Sequence polymorphism within erythrocyte binding domain of EBA175 in Indian and African field isolates

Monal Sharma1*, Shailja Singh2

International Centre for Genetic Engineering and Biotechnology (ICGEB), New Delhi, India

Abstract

Invasion of erythrocyte by Plasmodium merozoites is mediated by specific molecular interactions between proteins expressed on merozoite surface and the receptors present on erythrocytes. Erythrocyte binding antigen 175 (EBA175) is one such protein that interacts with the sialic acid residues on glycophorin A present on erythrocytes’ surface during invasion. The FII region (PfFII) of EBA175 has been mapped to be critical for binding to erythrocytes. It is reported that antibodies against FII region blocks binding. Polymorphisms in FII region of EBA175 are already reported. The goal of this study was to investigate whether polymorphism in FII region of African P. falciparum field isolates has any effect on erythrocyte binding and also to find whether antibodies raised against FII region from P. falciparum Malayan Camp strain (Camp) can inhibit erythrocyte binding. Genomic DNA of parasites from the blood samples of P. falciparum infected individuals was isolated and PfFII region from these genomic DNA were amplified, cloned and sequenced. Following sequence analysis we selected three isolates harboring higher PfFII polymorphisms, expressed them on the surface of COS cells as chimeric proteins using secretory signal and transmembrane segments of Herpex simplex virus glycoprotein D (HSVg D) and tested for their erythrocyte binding ability.
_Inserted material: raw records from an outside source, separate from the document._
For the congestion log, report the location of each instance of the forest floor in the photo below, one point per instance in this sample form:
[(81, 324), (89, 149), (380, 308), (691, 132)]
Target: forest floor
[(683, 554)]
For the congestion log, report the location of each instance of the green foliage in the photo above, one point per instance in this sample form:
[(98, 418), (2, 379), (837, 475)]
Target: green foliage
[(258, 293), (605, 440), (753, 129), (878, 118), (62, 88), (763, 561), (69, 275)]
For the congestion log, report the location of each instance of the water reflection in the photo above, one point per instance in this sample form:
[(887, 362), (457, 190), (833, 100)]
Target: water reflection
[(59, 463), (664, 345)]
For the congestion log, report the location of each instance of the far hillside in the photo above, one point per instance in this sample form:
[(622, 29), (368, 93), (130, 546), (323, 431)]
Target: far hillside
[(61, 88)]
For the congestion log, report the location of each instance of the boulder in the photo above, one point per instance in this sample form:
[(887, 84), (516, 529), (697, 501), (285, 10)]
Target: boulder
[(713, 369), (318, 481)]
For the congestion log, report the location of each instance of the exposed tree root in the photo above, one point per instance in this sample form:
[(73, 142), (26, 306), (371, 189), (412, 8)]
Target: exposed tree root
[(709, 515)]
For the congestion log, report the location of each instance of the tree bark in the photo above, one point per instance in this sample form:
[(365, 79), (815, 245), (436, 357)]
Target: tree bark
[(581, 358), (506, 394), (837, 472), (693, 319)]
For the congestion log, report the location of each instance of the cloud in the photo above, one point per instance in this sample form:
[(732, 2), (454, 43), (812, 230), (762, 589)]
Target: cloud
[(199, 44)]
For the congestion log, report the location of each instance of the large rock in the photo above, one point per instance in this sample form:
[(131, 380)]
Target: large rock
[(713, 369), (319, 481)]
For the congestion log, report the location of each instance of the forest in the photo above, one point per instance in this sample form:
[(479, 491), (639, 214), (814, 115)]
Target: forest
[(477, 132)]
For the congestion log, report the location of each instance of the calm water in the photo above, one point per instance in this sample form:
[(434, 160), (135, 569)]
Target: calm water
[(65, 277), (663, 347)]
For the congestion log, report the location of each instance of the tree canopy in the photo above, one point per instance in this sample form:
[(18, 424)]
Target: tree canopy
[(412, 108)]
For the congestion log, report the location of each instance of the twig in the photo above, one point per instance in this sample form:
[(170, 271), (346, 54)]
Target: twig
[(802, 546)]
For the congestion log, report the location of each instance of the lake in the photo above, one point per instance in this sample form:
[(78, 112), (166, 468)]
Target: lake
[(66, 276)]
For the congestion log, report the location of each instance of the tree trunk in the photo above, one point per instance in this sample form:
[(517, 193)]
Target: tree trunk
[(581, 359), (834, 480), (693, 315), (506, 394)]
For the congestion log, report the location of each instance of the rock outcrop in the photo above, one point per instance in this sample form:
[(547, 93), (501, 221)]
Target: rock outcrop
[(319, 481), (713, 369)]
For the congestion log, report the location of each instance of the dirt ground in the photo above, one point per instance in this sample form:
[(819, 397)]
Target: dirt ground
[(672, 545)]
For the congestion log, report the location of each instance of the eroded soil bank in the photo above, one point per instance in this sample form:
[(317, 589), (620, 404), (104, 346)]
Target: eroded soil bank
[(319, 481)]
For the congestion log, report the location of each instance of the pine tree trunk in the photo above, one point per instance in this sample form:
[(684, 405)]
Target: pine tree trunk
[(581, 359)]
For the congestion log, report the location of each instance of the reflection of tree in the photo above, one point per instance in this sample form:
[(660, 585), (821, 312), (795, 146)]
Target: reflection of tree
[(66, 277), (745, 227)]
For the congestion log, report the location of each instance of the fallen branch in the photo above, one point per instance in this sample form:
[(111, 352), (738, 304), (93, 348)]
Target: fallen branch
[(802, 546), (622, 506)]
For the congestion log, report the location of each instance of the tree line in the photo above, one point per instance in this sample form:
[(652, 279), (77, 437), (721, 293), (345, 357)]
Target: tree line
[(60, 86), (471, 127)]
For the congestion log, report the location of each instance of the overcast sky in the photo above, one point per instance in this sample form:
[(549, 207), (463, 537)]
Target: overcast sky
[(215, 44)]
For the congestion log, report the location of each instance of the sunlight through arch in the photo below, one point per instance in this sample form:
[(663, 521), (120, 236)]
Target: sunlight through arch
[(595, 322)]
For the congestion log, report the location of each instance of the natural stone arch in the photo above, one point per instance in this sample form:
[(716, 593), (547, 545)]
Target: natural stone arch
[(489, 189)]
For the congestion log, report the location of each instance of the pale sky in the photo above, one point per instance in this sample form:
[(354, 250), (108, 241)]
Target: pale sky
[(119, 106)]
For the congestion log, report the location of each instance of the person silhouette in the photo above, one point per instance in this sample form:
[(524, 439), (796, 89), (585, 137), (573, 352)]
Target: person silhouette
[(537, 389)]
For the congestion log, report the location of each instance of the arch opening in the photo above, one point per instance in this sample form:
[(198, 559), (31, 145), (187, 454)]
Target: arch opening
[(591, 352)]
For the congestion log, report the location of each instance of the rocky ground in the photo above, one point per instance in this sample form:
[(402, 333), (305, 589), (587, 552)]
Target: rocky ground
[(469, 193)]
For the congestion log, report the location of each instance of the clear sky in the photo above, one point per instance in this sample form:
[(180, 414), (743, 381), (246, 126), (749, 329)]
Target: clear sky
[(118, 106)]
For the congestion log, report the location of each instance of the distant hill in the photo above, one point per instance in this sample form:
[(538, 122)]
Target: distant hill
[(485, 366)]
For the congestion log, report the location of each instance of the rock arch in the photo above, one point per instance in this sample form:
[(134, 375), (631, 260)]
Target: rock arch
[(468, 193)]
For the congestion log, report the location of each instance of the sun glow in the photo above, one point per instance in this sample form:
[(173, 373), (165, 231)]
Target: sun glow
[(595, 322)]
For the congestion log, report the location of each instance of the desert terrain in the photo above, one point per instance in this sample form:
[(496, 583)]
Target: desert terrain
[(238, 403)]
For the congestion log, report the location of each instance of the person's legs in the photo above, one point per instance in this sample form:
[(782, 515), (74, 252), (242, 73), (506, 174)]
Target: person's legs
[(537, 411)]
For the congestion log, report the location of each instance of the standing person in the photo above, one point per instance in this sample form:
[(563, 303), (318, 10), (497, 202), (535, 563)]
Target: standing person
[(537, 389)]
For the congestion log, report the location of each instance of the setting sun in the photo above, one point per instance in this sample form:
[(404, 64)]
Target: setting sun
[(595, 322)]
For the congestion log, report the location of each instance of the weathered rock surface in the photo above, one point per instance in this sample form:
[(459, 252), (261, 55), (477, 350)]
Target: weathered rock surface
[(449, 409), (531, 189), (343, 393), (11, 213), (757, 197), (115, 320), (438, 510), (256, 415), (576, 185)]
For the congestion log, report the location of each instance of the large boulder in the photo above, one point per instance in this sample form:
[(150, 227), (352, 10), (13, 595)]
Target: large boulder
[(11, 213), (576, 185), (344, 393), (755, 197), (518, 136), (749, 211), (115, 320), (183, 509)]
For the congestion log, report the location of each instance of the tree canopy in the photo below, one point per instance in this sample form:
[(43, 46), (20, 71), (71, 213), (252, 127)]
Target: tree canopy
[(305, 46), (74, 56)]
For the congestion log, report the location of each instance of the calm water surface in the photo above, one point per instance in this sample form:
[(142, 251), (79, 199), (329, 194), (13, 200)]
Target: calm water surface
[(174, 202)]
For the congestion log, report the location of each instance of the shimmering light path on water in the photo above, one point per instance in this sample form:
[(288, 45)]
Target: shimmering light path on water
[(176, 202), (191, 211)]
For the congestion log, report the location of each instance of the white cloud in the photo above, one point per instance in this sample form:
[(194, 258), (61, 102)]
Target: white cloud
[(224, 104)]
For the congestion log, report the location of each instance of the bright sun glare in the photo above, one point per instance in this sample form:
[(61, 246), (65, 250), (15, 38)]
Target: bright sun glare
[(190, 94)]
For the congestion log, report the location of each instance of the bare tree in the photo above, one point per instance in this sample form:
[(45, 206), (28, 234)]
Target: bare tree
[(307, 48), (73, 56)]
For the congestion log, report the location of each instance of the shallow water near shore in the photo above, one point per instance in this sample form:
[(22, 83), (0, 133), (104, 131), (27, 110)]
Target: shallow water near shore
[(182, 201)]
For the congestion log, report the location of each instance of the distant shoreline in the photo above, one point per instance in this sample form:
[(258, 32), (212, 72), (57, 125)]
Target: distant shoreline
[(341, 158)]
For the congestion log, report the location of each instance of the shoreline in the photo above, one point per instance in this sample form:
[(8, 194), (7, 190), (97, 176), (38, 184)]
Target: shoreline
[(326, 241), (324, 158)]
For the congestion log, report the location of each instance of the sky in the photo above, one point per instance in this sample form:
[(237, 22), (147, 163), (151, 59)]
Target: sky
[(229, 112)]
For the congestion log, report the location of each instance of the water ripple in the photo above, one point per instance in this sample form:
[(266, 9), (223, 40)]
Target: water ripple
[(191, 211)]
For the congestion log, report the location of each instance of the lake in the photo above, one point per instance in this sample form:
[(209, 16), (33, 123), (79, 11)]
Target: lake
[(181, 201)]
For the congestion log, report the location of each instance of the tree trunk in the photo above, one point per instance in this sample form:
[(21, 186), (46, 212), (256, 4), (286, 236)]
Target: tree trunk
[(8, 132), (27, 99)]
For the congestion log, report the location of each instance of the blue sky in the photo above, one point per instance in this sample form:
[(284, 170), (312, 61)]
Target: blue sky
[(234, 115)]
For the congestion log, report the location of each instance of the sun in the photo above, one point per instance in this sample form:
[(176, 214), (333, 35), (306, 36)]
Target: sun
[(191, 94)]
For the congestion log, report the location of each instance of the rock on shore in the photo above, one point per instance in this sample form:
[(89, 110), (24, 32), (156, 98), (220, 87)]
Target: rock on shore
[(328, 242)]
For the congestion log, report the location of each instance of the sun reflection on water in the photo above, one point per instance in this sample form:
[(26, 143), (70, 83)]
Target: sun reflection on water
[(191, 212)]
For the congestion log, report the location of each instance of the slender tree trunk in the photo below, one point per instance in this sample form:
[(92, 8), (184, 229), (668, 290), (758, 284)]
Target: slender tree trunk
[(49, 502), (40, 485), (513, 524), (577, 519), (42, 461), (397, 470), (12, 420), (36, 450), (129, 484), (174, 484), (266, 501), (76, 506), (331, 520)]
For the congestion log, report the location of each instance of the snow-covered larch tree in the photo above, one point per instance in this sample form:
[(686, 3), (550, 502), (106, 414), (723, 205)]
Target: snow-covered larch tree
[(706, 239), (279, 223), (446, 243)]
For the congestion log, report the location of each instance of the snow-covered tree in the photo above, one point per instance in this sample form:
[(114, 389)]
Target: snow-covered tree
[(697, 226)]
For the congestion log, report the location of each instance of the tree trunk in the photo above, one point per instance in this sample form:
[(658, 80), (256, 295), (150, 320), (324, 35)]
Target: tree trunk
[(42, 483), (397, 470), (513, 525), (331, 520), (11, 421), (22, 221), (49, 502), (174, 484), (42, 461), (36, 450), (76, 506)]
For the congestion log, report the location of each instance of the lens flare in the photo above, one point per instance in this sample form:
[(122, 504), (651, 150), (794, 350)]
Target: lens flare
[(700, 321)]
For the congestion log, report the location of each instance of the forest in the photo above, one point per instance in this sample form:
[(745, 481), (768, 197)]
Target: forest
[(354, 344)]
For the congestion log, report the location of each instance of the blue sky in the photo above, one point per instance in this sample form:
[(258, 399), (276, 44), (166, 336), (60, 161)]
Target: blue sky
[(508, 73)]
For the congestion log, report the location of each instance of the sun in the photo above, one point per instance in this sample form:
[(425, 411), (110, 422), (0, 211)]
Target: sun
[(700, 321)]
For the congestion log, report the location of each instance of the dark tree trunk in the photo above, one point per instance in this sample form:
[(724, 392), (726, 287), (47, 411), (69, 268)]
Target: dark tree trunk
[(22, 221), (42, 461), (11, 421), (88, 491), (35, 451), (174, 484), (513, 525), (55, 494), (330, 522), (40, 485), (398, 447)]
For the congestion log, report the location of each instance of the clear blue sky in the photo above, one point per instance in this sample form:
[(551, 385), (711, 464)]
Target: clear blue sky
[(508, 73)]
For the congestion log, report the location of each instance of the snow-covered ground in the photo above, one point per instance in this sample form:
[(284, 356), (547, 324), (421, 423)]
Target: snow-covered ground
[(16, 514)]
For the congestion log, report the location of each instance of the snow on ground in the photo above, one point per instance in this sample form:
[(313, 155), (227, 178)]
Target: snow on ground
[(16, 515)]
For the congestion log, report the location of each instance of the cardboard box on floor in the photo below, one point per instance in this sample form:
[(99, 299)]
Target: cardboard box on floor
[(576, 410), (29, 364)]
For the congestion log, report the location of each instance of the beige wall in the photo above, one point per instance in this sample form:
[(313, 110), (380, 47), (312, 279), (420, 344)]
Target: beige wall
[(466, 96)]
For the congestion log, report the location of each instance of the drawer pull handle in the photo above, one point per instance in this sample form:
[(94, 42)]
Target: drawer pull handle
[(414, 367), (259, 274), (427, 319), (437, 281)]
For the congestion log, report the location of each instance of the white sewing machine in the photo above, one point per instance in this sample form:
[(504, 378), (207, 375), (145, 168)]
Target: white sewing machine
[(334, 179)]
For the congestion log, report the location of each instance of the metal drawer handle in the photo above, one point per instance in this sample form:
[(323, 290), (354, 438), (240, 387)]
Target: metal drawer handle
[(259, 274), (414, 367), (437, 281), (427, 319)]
We further tested the inhibition of erythrocyte binding of these polymorphic FII regions using anti-campPfF2 antibodies. Our results reveal that the polymorphisms in different field isolates included in this study do not have any significant effect on erythrocyte binding and antibodies raised against FII region of camp strain could inhibit erythrocyte binding by all the polymorphic PfFII. This observation strengthens the possibility that PfFII can be a potential candidate vaccine.

1Current affiliation: Betterhumans, Inc., 3653 NE 77 Ave, Gainesville, FL 32609, USA
2Current affiliation: Jawaharlal Nehru University, New Delhi, India

*corresponding author: Dr. Monal Sharma
E-mail address: mons2179@gmail.com

Article type: Research article
Received: Nov 21, 2021
Revised: Dec 15, 2021
Accepted: Dec 20, 2021

Please cite this article as: Sharma M, Sequence polymorphism within erythrocyte binding domain of EBA175 in Indian and African field isolates, Biotechnol. kiosk, Vol 4, Issue 1, PP: 1-9 (2021); DOI: https://doi.org/10.37756/bk.22.4.1.1
Introduction
Invasion of erythrocyte by Plasmodium merozoites is mediated by specific molecular interactions between molecules expressed on merozoite surface and the receptors present on erythrocytes [1-3]. Erythrocyte binding antigen 175 (EBA-175) of Plasmodium falciparum is one such merozoite surface protein that interacts with the sialic acid residues on glycophorin A present on erythrocytes’ surface during invasion [4-6]. EBA-175 is localized in the micronemes at the apical end of the merozoites [7]. The gene encoding EBA-175 consists of an N terminal signal sequence, a long extracellular hydrophilic domain, a transmembrane sequence and a short C terminal cytoplasmic domain [8]. The extracellular domain contains 5’ and 3’ cysteine rich regions. The 5’ cysteine rich region contains two copies named FI and FII [9]. EBA-175 belongs to Duffy binding like erythrocyte binding protein family, because it shares sequence homology with members of this family [10]. The FII region (PfFII) of EBA-175 has been shown to be critical for binding to erythrocytes [11]. The antibodies against FII region block interaction between PfFII and erytrocytes-suggesting that PfFII is a potential vaccine candidate [10]. We investigated polymorphisms in FII region of African P. falciparum field isolates by PCR and found that antibodies raised against FII region from the P. falciparum Malayan Camp strain can inhibit erythrocyte binding by the field isolates having polymorphism.
Methods
DNA Isolation form filter paper
Genomic DNA of African P. falciparum field isolates was extracted from filter paper using the methanol fixation and heat extraction method [12]. Briefly, two-three pieces of filter paper was incubated with 500 μl of methanol for 15 min at room temperature. The methanol was drained off and the papers heated at 95-100°C in 50 μl of sterile distilled water for 15 minutes of incubation with intermittent vortexing. The samples were centrifuged and the final supernatant used as a template for the amplification reaction.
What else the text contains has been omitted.